ERYTHROMYCIN ETHYLSUCCINATE

EES

Reviewed by Dr Carl Kuschel and Dorothy Cooper
September 1998
Administration Newborn Drug Protocol Index Newborn Services Home Page

Dose and Administration

  Dose

Preterm neonates

5-20 mg/kg/dose 12 hourly PO

Term neonates:≤7 days

10-20 mg/kg/dose 12 hourly PO

Term neonates: >7 days

10-20 mg/kg/dose 8 hourly PO

Infants

10-20 mg/kg/dose 6 hourly PO

Administer with EBM/infant formula to enhance absorption and reduce possible gastrointestinal side effects.

Indications

  1. Suspected/proven infection with Mycoplasma pneumoniae, Ureaplasma urealyticum, and Chlamydia trachomatis.
  2. As a substitute for penicillin in situations of significant hypersensitivity to penicillin.
  3. Treatment for and prophylaxis against Bordetella pertussis.

Contraindications and Precautions

  1. Known hypersensitivity to erythromycin or other macrolides.
  2. Infants with biliary tract obstruction.
  3. Caution in preterm infants, especially extreme immaturity.
  4. Caution in infants with jaundice, liver dysfunction, and biliary tract disease.

Clinical Pharmacology

Bacteriostatic antibiotic which suppresses bacterial protein synthesis. The antibacterial spectrum is similar to penicillin but extended to include Mycoplasma pneumoniae, Ureaplasma urealyticum and Chlamydia trachomatis.

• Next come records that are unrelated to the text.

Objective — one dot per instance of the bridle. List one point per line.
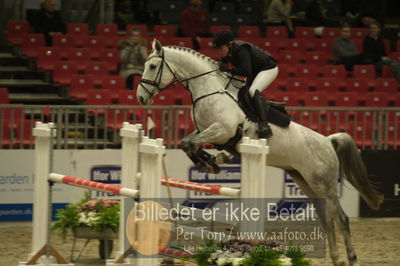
(157, 80)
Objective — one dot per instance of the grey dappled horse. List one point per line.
(313, 161)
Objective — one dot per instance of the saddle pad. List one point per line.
(276, 114)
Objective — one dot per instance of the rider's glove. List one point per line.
(224, 67)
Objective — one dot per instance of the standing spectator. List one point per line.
(194, 22)
(48, 21)
(278, 14)
(315, 16)
(374, 47)
(345, 50)
(133, 54)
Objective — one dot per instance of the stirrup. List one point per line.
(264, 131)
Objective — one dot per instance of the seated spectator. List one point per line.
(133, 54)
(278, 14)
(345, 50)
(194, 23)
(374, 47)
(48, 21)
(315, 16)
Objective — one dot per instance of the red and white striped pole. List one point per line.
(206, 188)
(92, 185)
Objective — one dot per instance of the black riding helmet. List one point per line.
(222, 37)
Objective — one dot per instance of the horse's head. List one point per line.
(156, 76)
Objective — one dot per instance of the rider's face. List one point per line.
(224, 50)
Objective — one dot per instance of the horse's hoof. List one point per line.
(340, 263)
(214, 169)
(222, 158)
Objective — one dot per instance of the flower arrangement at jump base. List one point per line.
(246, 253)
(97, 215)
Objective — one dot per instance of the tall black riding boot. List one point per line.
(264, 130)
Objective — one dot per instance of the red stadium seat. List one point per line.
(386, 72)
(111, 57)
(357, 85)
(248, 32)
(206, 44)
(142, 27)
(376, 99)
(95, 44)
(305, 32)
(4, 98)
(297, 85)
(306, 71)
(115, 118)
(289, 57)
(337, 71)
(330, 85)
(331, 33)
(16, 31)
(388, 85)
(166, 31)
(78, 29)
(97, 69)
(359, 33)
(316, 98)
(317, 58)
(164, 98)
(98, 97)
(114, 84)
(290, 98)
(215, 28)
(270, 45)
(80, 56)
(30, 43)
(63, 71)
(346, 99)
(297, 44)
(127, 97)
(64, 41)
(323, 45)
(364, 71)
(108, 30)
(182, 41)
(80, 84)
(47, 56)
(277, 32)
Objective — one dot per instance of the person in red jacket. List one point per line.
(194, 22)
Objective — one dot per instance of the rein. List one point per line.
(156, 83)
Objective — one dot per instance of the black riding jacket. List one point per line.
(248, 60)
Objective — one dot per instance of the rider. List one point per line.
(258, 66)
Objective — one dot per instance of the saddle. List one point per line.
(276, 113)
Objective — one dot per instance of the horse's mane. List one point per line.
(193, 52)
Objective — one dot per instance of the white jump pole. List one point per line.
(151, 156)
(42, 133)
(92, 185)
(253, 182)
(131, 135)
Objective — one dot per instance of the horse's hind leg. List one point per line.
(327, 215)
(343, 221)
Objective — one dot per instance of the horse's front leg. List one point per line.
(216, 133)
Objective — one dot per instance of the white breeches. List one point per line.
(263, 80)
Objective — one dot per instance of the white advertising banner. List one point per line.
(17, 177)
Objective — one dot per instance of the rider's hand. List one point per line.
(224, 67)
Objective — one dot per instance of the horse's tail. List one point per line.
(353, 168)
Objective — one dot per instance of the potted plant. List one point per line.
(90, 219)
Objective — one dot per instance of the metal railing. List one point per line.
(97, 127)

Vd 45% of body weight in adults. Antibacterial levels are achievable in all tissues except brain and CSF. Highly bound (64-98%) to human plasma protein. Hepatic excretion into bile as active compound. Only 5-15% of administered dose excreted in the active form in the urine. Limited data are available for pharmacokinetics in neonates. It is reported that the drug is well absorbed by mouth. Plasma half life is 2-4 hours.

Interactions

Possible Adverse Effects

  1. Gastrointestinal disturbances (nausea, vomiting, diarrhoea).
  2. Jaundice, intrahepatic cholestasis.
  3. Reversible hearing loss (very high doses).
  4. Hypersensitivity reactions (urticaria, mild skin eruptions, anaphylaxis) rare.

Special Considerations

  1. May antagonise action of penicillins, cephalosporins.
  2. Concurrent use with theophylline, phenytoin, carbamapezine, or digoxin may be associated with elevation in serum levels of these drugs. The dose of these drugs should be reduced in infants and serum concentrations monitored closely.
  3. Reduce dose of erythromycin if extreme immaturity, severe jaundice and/or hepatic dysfunction.
  4. Absorption from the gastrointestinal tract is unpredictable in the very immature infant. It may be preferable to administer erythromycin intravenously initially for at least 48-72 hours, or longer, before changing to oral administration.